Wednesday, May 5, 2010

The Glen Beck Show loses one third of its audience in 3 months


The latest Nielsen ratings show that Fox’s Glenn Beck show just posted another ratings low for this year. The new mark was set last Thursday when the show attracted 1.82 million viewers. The host's previous low for 2010 had been 1.97 million viewers on April 9.
In the world of cable news his numbers are still very good, and most hosts would be very pleased to have them. But look how far Glenn Beck has fallen recently.

In late January the program was averaging 3 million viewers each week. Late last year the show spent month after month hovering around that figure. Today, the viewership is trending around 2 million, which means that in a span of just three months, Glenn Beck’s show has lost nearly one-third of its television audience.

This must be sending up all kinds of red flags inside Fox News, which already struggles to find any big-name advertisers to fill out the commercials on his controversial show. Corporate America, Beck’s much-loved free marketplace, wants nothing to do with him.

There are more than 200 companies that have gone on the record as saying they will not buy ad time on Glenn Beck's show. They include Applebee's, AT&T, Bank of America, Best Buy, Campbell Soup, CVS, Ditech, Farmers Insurance Group, GEICO, General Mills, Johnson & Johnson, Lowe's, Nutrisystem, Procter & Gamble, Progressive Insurance, RadioShack, Sprint, State Farm Insurance, The UPS Store, Travelers Insurance, Verizon Wireless, Vonage, and Wal-Mart.
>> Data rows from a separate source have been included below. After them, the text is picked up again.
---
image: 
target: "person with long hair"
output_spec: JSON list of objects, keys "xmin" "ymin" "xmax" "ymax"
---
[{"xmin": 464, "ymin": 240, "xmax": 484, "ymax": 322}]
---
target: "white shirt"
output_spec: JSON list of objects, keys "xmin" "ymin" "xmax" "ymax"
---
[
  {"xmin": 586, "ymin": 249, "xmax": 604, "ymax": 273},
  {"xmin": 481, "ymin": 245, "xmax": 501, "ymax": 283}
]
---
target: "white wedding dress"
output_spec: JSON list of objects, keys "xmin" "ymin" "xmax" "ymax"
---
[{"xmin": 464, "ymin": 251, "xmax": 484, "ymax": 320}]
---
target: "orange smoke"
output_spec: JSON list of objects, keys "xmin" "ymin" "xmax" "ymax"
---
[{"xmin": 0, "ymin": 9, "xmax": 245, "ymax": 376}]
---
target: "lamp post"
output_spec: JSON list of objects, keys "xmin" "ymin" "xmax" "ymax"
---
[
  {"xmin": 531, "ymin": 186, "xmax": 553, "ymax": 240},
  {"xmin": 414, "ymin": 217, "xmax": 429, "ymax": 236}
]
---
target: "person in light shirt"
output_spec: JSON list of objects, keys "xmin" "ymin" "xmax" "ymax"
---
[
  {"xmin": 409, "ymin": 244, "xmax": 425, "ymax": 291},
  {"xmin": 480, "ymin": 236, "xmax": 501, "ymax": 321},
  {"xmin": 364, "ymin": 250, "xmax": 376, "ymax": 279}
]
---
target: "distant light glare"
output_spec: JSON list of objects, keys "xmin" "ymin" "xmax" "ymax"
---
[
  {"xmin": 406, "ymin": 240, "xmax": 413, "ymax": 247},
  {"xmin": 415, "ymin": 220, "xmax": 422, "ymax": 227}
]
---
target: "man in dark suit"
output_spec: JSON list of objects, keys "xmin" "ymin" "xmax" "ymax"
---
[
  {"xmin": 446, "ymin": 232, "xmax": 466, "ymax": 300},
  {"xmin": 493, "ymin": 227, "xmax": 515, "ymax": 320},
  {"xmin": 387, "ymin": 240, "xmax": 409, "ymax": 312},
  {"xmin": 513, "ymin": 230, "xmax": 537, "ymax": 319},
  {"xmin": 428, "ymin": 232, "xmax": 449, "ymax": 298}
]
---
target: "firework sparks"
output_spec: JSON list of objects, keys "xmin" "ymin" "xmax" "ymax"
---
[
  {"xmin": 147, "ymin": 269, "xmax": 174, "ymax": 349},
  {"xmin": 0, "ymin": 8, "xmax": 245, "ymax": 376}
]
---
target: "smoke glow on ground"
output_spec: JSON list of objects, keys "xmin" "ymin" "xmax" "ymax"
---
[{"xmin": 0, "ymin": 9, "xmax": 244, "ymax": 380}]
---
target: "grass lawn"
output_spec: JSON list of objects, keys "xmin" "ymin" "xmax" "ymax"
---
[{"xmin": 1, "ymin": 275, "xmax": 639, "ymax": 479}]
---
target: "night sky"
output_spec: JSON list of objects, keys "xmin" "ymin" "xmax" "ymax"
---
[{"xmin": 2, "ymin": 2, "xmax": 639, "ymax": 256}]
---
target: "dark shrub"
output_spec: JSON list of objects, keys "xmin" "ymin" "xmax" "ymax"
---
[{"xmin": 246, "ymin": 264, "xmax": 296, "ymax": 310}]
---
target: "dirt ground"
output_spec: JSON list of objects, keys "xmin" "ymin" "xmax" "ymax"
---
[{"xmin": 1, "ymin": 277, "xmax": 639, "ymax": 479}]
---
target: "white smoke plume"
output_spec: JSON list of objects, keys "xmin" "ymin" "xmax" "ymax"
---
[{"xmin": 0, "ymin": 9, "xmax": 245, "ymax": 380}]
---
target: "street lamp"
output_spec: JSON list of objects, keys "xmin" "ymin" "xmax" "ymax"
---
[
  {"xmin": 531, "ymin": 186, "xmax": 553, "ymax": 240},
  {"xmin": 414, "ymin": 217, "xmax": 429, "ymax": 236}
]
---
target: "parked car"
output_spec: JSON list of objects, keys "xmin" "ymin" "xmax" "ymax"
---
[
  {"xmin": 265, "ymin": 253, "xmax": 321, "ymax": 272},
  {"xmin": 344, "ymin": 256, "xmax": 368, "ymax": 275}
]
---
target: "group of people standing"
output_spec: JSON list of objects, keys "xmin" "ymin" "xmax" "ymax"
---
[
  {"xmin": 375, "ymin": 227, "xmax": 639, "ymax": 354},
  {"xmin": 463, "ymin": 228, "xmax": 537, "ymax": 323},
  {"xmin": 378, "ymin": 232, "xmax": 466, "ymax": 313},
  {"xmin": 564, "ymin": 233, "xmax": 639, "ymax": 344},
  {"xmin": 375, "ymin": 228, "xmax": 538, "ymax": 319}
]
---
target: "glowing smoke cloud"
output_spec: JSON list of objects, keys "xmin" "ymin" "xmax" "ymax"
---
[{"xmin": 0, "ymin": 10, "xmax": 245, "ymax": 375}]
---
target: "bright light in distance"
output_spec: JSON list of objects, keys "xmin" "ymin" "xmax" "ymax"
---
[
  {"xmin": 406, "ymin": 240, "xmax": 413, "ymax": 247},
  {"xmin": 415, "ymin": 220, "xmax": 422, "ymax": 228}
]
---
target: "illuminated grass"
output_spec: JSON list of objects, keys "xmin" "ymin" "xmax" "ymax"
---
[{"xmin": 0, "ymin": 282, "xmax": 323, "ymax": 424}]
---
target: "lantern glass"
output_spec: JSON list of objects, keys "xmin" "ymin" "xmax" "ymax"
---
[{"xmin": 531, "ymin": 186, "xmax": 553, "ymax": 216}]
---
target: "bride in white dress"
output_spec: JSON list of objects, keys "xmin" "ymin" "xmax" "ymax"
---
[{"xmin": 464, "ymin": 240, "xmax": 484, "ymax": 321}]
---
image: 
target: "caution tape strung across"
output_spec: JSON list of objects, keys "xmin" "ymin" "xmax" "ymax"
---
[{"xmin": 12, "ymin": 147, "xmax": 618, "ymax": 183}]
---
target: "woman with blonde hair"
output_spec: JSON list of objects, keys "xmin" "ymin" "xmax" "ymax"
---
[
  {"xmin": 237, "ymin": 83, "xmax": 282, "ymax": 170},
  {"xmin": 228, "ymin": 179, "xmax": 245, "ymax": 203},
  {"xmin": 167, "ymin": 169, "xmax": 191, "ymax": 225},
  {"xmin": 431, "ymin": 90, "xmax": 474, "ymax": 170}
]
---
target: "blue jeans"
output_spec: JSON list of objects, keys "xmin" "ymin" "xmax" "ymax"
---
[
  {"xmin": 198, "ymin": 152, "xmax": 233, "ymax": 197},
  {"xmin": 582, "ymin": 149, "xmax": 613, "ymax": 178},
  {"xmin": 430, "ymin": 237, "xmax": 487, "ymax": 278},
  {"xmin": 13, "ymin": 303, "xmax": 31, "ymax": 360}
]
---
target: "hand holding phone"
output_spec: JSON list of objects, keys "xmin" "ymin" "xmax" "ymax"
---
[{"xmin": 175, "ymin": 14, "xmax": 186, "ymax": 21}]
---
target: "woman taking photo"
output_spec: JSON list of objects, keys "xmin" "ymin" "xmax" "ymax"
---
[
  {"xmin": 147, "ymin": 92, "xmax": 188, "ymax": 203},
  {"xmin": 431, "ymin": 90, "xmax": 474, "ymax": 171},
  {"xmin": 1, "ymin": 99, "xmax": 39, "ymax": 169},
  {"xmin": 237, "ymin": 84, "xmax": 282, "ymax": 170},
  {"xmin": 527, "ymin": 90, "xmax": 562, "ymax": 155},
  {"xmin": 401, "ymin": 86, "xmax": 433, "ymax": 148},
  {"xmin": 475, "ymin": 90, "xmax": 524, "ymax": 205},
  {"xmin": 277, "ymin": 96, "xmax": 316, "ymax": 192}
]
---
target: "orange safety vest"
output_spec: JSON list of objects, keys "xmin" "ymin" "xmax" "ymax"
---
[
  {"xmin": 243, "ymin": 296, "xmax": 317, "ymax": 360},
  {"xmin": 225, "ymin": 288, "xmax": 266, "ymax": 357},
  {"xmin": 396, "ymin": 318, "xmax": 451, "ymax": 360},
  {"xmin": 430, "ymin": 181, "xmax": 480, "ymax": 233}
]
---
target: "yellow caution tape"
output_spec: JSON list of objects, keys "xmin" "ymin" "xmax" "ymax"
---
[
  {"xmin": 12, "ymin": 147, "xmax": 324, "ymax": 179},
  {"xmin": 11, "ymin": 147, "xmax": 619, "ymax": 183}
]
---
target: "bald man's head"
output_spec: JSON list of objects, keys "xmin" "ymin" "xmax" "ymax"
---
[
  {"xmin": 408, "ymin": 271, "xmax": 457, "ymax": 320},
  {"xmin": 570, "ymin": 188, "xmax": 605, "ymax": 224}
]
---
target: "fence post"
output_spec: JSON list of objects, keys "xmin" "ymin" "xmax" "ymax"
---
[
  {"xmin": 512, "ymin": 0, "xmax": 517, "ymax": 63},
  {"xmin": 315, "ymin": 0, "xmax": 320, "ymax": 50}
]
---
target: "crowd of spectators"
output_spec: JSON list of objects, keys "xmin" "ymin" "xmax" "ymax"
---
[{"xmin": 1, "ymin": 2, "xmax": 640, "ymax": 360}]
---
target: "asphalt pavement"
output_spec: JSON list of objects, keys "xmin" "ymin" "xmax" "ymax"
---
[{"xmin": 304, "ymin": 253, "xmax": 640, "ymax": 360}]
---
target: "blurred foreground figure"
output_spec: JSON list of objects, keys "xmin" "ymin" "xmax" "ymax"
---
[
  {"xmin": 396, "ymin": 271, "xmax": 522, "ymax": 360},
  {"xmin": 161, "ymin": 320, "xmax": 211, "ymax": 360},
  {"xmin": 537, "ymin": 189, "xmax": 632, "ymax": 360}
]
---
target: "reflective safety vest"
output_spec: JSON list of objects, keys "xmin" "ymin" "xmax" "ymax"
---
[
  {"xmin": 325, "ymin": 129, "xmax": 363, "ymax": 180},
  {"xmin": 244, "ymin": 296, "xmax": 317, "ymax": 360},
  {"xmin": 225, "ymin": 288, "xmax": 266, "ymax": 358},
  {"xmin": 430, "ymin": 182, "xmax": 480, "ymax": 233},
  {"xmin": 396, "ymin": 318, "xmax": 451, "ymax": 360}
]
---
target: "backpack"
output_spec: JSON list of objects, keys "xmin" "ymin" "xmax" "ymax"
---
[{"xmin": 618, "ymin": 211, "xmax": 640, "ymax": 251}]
What's so bewildering about his huge decline in viewership is that the political landscape has not changed during that time. The Tea Bagger movement that Beck is so closely aligned with is supposedly in the midst of a surge in momentum. President Barack Obama is still doing his best, according to Beck, to ruin America. Democrats are still in charge of Congress and are, in the Beck worldview, ripping up the Constitution. Beck's bogeymen are still in place, yet one-third of his audience has lost interest and tuned out.
Maybe his demented ‘wow factor’ is gone, which might have had viewers tuning in regularly just to see what he'd say and do next. But today sitting through one of Beck’s unbearable, redundant shows feels like sitting through detention. The wow factor is long gone. Whatever originality the show might have once had has been replaced with a suffocating sense of sameness that has completely taken control of the operation.
The precipitous Glenn Beck ratings drop is an astonishing turn of events for a show that's supposed to be at the forefront of a political revolution.